Pemulihan Ekonomi, 113 Juta Ton Batu Bara Disiapkan untuk Kebutuhan Energi

Sumber : https://investor.id/business/pemulihan-ekonomi-113-juta-ton-batu-bara-disiapkan-untuk-kebutuhan-energi

 

Kementerian Energi dan Sumber Daya Mineral (ESDM) mengalokasikan 113 juta ton batu bara untuk memenuhi kebutuhan pembangkit listrik pada tahun ini.

Kuota tersebut meningkat dibandingkan realisasi penyerapan batu bara pada tahun 2020 yang mencapai 105 juta ton. Kuota untuk pembangkit ini merupakan bagian dari pemenuhan kebutuhan batu bara dalam negeri (domestic market obligation/DMO).

Direktur Pembinaan dan Pengusahaan Batu Bara Kementerian ESDM Sujatmiko mengatakan, alokasi DMO tahun ini ditetapkan sebesar 137,5 juta ton.

Besaran alokasi itu sesuai ketentuan yakni 25% dari produksi batu bara 2021 sebesar 550 juta ton. Dia mengungkapkan kebutuhan untuk pembangkit listrik diproyeksikan naik dibandingkan tahun lalu. "Terutama karena ekonomi mulai pulih," kata Sujatmiko kepada Investor Daily di Jakarta, Senin (18/1).
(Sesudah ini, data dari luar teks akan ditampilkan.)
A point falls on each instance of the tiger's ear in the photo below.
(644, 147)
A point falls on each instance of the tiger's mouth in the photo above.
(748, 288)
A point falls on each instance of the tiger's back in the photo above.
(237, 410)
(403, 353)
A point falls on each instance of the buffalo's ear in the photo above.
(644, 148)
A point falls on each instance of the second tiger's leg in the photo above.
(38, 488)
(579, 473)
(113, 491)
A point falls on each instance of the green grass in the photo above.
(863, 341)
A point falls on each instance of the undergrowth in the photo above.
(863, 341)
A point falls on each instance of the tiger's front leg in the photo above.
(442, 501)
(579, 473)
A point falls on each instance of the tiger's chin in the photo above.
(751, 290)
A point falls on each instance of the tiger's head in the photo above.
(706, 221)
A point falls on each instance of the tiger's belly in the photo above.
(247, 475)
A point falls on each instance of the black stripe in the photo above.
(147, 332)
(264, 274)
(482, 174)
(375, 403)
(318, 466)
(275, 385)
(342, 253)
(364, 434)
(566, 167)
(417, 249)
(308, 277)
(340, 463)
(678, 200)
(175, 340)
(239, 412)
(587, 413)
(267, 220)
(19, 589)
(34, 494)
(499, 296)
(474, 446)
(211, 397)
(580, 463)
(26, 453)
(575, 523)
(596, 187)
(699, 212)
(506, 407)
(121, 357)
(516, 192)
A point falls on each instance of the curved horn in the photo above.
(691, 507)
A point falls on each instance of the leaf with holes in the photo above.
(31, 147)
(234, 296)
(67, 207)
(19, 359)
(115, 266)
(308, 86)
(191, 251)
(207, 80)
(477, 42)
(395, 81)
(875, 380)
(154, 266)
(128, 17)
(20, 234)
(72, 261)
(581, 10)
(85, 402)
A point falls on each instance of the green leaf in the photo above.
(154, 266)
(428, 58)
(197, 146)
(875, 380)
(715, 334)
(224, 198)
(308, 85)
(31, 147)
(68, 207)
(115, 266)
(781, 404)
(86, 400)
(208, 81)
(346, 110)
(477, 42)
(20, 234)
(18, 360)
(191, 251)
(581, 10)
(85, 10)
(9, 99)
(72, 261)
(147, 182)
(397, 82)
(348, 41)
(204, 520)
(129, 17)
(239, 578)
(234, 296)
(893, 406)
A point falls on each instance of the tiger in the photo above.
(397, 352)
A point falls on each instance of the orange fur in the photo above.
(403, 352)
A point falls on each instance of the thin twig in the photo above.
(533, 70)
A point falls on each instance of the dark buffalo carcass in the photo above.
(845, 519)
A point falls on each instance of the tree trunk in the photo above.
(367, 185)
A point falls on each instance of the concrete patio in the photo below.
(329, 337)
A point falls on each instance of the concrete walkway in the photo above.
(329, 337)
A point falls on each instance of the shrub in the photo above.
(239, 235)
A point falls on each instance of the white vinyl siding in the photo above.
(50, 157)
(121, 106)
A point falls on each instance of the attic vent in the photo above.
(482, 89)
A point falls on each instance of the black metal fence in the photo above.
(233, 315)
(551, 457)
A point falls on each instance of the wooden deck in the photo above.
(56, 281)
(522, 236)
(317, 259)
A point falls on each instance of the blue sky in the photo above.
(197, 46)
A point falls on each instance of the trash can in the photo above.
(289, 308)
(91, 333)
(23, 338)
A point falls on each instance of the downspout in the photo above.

Sujatmiko menuturkan, alokasi DMO tidak hanya untuk memenuhi kebutuhan pembangkit listrik. Ada industri dalam negeri lain yang dipenuhi kebutuhannya seperti tekstil, semen, kertas maupun metalurgi.

Kebutuhan batu bara untuk industri kertas tahun ini naik menjadi 13 juta ton dibandingkan penyerapan tahun lalu sebesar 2 juta ton. Kemudian, alokasi batu bara untuk metalurgi sebesar 6 juta ton dan kuota untuk industri semen sebesar 1,5 juta ton.

Kewajiban DMO 25% sudah diatur dalam Keputusan Menteri ESDM. Dalam beleid yang ditandatangani Menteri ESDM Arifin Tasrif pada 29 Desember 2020 itu memuat sanksi berupa pembayaran kompensasi terhadap sejumlah kekurangan DMO di tahun ini. Sanksi ini akan diterapkan pada 2022 bila realisasi DMO pelaku batu bara tidak memenuhi kuota minimal 25% dari rencana produksi tahun ini.